Oh, how far we’ve come. Today’s sonar units for boats offer side-scanning displays out to 100 feet with renderings of structure and bottom contours so high in definition you can pick out the individual twigs at the end of each branch on a deadfall in 30 feet of water. Not to mention advanced models in the thousands of dollars which can scan around the boat and provide returns which show fish swimming, making the jump from previous sonar’s mere snapshot in time to a real time display which can track lure retrieve, baitfish movement, and the pursuit of the predators around them. Unlike the flying cars promised by so many sci-fi movies from the same era of my first boat, the predicted technology in fishing has come to be.
The same is true for hunting, starting with how sportsmen see the world. The first trail cameras operated with film models, a concept the generation heading into the field now will never know, and likely never has. With the advent of digital technology and the improvement of the definition captured by the lenses, field cameras have jumped from two, to six to 14 to 20 megapixels in just over a decade, providing pictures so defined you can spot at tick on a deer’s back. Add to that the expanded coverage of cellular towers which dot the landscape, even in some of the most remote locations (another discussion for another day), and it was only a matter of time before wireless transmission of those images directly to a person’s phone was a reality. Now, a hunter can drop a few hundred dollars and have his or her hunting area covered by a set of cellular trail cameras that send photos of what’s going on in the wild directly to a screen at home.
So, if today is the tomorrow that was promised to us in the pages of an old Field & Stream magazine, what does the future hold? As interconnected as all things are right now, I imagine a 2041 where the table is set for all anglers and hunters and today’s technology is on every boat or in the palm of every hand and the cutting edge will be based in that increasing interconnectivity of things. Predictive analysis will likely help suggest fishing spots based on previous years’ success on the water, using weather conditions, water levels and recent environmental trends to identify stored GPS waypoints and provide potential ones on a map as high-probability locations for an upcoming trip based on those factors and more. Sonar will all be real-time, picking up the slightest details of fish in all directions, noting the distance to the biggest bass in the bunch or where the school of walleyes came from and is going. Text messages will provide real-time data for fishing suggestions mid-float, allowing for adjustment on the fly and better success on an outing.
Trail cameras will not only send the pictures, but also join with online weather and mapping information to help us connect the dots with wind and conditions, suggest tree stands to use, and further define the patterns of the animals we pursue, taking more and more of the guesswork out of what goes on in the field. Instead of receiving a morning Facebook push notification, hunters will receive one that combines all this information into a hunt plan for the day, with peak times based on previous movements recorded on camera, solunar times, seasonal trends and the upcoming weather forecast.

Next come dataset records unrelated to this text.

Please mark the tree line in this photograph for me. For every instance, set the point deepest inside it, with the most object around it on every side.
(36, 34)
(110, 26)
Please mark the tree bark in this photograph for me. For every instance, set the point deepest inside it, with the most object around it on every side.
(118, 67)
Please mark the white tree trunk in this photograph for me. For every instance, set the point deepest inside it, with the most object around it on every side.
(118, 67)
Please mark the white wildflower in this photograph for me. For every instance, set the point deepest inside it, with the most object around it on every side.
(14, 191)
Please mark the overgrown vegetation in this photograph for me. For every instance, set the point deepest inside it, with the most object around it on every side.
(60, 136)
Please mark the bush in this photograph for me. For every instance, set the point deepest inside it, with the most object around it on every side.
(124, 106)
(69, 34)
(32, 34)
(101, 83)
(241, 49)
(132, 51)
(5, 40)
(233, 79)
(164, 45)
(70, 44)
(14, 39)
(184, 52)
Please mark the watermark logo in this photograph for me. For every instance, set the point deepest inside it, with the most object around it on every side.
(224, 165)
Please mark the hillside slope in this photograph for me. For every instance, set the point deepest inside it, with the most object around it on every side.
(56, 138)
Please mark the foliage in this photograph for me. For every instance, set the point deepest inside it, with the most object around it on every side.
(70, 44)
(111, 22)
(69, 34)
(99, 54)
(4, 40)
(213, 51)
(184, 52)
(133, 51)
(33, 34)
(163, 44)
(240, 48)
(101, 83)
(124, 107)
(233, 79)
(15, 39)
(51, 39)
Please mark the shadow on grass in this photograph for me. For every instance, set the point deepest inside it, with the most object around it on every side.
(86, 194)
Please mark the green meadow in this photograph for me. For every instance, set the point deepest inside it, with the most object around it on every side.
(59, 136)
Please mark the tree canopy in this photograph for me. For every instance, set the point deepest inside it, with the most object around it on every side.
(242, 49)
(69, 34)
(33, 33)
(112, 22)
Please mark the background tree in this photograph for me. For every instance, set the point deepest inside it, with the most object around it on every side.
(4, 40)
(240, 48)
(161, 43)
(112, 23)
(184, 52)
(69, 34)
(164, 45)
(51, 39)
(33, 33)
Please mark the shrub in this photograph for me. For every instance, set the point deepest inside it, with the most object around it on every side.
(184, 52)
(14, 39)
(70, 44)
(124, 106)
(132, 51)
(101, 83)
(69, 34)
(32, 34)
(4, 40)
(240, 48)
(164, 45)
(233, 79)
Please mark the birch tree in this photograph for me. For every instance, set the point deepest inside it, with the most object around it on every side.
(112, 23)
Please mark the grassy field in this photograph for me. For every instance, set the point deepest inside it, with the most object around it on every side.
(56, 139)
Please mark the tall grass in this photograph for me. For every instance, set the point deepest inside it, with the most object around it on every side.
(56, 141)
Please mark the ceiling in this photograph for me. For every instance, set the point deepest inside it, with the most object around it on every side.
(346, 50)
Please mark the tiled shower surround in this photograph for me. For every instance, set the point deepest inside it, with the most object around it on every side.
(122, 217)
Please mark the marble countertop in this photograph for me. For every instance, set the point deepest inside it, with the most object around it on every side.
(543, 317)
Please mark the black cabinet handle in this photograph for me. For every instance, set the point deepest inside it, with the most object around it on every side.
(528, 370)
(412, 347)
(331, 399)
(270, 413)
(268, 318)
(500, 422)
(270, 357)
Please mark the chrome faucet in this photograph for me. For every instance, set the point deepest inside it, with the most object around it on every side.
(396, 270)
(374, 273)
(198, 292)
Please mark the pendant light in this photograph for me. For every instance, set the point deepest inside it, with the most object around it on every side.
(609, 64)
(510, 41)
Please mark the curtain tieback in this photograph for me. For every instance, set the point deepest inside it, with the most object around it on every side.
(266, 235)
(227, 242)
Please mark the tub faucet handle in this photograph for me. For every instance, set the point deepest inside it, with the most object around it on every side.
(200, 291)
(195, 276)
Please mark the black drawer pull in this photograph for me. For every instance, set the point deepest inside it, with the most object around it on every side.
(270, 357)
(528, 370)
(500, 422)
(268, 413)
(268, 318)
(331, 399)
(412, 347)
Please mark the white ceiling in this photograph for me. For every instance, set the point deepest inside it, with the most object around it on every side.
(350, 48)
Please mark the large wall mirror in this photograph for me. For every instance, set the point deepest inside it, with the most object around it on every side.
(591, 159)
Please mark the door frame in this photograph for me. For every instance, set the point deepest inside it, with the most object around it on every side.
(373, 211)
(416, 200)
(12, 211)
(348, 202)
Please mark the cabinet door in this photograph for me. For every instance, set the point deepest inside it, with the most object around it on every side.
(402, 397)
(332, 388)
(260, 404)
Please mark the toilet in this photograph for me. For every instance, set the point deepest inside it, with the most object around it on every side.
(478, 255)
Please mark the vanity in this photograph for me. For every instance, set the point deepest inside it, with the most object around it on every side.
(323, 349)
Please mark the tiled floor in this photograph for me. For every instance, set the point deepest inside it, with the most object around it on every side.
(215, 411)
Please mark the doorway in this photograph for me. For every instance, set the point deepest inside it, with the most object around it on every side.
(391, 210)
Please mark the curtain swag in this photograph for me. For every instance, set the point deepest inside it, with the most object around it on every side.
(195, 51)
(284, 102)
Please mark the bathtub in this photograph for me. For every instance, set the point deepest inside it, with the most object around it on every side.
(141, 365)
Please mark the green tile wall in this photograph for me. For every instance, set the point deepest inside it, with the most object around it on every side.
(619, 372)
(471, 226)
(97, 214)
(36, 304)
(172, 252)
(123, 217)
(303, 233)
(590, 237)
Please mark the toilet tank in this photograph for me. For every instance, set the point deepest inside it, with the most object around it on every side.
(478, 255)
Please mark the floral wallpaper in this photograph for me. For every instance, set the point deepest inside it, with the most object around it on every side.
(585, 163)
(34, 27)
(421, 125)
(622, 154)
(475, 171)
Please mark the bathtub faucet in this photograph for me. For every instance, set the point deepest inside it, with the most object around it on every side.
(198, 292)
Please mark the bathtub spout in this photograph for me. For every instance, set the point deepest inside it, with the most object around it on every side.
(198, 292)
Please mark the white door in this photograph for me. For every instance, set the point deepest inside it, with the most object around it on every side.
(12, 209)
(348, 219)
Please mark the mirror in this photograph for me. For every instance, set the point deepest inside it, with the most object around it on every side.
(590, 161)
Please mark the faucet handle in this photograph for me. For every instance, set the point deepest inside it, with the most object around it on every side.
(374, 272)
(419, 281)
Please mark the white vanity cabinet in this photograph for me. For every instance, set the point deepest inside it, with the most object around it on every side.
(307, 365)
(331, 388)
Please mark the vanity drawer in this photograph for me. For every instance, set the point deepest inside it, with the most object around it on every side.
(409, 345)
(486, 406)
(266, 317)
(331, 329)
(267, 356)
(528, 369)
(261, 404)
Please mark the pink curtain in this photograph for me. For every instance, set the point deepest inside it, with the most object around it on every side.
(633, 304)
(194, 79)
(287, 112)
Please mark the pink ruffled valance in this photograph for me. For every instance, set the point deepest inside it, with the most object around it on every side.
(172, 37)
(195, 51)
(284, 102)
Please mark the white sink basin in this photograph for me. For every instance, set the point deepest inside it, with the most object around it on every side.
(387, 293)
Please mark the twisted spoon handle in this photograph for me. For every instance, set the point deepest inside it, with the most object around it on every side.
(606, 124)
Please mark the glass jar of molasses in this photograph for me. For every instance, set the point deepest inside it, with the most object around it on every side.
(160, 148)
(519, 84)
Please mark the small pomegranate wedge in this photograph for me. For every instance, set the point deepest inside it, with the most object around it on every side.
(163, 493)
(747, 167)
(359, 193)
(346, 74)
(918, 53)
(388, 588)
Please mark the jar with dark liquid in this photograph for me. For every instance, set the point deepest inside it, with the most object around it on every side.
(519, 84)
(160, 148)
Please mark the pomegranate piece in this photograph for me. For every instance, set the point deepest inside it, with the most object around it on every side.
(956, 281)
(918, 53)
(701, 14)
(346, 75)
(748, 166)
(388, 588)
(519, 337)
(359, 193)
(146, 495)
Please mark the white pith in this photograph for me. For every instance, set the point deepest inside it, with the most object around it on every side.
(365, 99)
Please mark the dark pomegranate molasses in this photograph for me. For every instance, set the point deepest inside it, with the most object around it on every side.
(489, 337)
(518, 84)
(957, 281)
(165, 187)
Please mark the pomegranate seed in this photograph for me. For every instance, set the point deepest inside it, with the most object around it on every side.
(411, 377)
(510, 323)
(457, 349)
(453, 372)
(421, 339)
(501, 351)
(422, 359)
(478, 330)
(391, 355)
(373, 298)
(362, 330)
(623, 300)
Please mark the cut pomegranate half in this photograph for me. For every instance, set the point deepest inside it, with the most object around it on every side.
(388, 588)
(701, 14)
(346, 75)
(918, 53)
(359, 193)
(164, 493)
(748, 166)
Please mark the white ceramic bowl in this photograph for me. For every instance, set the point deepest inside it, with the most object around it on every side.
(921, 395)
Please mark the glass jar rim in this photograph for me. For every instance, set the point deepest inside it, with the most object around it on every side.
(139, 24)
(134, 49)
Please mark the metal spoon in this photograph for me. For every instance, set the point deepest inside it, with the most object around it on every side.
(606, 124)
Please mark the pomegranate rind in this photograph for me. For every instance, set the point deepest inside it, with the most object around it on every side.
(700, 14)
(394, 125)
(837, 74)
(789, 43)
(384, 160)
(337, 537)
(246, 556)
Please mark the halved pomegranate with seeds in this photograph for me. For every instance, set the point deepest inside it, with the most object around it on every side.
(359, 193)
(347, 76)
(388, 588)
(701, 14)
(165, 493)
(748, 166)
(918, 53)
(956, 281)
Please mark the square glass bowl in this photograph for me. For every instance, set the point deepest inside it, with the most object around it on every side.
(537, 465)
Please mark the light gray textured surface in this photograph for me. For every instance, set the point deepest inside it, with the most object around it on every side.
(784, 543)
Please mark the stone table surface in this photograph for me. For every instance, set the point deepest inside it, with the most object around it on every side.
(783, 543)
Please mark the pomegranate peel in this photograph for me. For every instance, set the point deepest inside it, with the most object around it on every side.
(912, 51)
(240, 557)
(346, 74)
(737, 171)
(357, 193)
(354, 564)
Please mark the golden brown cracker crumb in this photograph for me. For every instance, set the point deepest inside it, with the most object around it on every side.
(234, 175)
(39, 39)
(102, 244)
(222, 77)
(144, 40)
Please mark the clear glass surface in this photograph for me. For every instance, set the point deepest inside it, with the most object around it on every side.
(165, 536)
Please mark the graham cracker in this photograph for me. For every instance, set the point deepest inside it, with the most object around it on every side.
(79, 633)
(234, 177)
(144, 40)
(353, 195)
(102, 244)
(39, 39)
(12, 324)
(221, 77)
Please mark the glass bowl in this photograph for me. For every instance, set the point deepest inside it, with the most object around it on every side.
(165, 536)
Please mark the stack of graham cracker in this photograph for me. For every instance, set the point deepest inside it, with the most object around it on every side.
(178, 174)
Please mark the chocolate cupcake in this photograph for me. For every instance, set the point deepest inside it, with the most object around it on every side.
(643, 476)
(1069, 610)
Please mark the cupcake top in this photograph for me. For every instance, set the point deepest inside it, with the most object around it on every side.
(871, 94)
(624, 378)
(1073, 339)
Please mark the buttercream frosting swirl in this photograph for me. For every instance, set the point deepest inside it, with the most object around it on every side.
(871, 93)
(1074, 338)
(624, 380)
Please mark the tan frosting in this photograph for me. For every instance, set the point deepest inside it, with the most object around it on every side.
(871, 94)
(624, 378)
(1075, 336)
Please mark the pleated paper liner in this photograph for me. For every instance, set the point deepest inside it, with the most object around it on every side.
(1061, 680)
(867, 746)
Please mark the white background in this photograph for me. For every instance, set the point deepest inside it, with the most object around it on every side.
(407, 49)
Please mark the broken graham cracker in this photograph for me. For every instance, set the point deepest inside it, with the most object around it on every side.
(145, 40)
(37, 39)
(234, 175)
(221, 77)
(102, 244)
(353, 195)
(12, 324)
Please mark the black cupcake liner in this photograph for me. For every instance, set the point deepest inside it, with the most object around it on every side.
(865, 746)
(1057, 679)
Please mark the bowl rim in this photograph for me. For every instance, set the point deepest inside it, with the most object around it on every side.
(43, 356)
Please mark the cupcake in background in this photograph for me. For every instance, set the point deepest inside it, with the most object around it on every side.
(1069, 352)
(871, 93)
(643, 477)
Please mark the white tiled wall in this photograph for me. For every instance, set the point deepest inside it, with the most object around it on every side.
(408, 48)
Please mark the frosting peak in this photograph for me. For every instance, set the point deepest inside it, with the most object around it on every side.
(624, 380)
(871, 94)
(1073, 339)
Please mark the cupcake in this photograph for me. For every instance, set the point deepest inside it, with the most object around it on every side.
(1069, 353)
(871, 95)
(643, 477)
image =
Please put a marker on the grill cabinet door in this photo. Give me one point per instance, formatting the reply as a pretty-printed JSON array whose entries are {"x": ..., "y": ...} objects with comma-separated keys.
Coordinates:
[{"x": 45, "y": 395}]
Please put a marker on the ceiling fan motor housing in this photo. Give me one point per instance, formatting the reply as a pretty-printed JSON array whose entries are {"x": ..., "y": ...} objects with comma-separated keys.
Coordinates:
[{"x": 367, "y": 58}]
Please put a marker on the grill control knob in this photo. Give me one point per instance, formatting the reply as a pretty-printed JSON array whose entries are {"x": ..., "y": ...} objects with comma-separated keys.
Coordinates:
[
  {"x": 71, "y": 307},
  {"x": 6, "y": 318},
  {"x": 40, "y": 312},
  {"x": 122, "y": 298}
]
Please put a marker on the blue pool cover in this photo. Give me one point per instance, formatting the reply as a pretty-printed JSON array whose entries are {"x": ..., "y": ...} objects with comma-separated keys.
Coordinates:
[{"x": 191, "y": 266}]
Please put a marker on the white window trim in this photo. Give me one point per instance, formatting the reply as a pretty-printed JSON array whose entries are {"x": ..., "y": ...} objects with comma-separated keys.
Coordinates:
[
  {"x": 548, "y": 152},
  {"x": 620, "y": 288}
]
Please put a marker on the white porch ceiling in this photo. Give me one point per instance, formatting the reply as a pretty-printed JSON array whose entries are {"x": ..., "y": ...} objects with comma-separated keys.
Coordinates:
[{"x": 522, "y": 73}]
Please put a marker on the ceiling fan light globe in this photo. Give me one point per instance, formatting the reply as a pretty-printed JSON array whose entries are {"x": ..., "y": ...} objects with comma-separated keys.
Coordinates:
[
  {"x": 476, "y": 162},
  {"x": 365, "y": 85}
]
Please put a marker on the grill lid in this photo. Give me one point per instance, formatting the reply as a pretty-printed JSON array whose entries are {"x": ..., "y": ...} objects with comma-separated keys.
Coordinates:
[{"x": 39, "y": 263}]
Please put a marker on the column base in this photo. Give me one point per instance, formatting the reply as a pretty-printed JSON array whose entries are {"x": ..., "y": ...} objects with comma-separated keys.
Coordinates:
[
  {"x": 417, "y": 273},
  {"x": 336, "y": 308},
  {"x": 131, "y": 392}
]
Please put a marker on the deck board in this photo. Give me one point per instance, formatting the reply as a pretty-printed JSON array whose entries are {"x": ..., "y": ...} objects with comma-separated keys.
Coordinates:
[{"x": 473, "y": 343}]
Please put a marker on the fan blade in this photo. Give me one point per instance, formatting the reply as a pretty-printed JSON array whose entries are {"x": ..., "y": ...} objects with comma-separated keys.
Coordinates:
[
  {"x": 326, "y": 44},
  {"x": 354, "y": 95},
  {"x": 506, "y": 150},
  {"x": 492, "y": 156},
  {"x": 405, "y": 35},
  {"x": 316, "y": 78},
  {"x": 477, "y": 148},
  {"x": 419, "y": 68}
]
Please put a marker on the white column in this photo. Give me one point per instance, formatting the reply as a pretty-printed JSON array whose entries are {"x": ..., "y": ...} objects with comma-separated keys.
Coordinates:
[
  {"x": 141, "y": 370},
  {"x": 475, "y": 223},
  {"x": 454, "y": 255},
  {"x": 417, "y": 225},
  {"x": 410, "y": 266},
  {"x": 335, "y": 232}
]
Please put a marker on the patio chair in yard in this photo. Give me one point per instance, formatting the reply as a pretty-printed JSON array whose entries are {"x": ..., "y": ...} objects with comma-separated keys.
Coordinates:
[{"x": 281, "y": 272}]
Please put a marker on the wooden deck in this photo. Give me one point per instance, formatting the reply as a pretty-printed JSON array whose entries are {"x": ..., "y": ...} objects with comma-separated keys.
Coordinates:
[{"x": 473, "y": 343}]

Sit back and imagine: lures that digitally record speed, disruption and movement at the moment of a strike and automatically drop a waypoint or suggest tuning when they’re off in their wiggle; downrigger balls that emit sound, scent or light patterns that trigger fish into biting; arrow nocks that show up on a digital map from the moment after the shot until the time the deer is tagged. Put them all together with whatever else you’re dreaming of, and the next tomorrow on the water or in the field seems more and more amazing. Of course, balancing the effectiveness of these improvements against the management of both fish and game will be where the line is drawn between the power of technology and the limits of the resource, but again that’s another debate for another time in the future…of our outdoors.
Featured Photo: Remember when? Even basic sonar has become more advanced, and what was top of the line two or three years ago is now outdated. Where the future for fishing and hunting technology goes will likely be based on the growing connectivity we’re experiencing as sonar, trail cameras, maps, and even lures, will provide us with real-time information. Simonson Photo.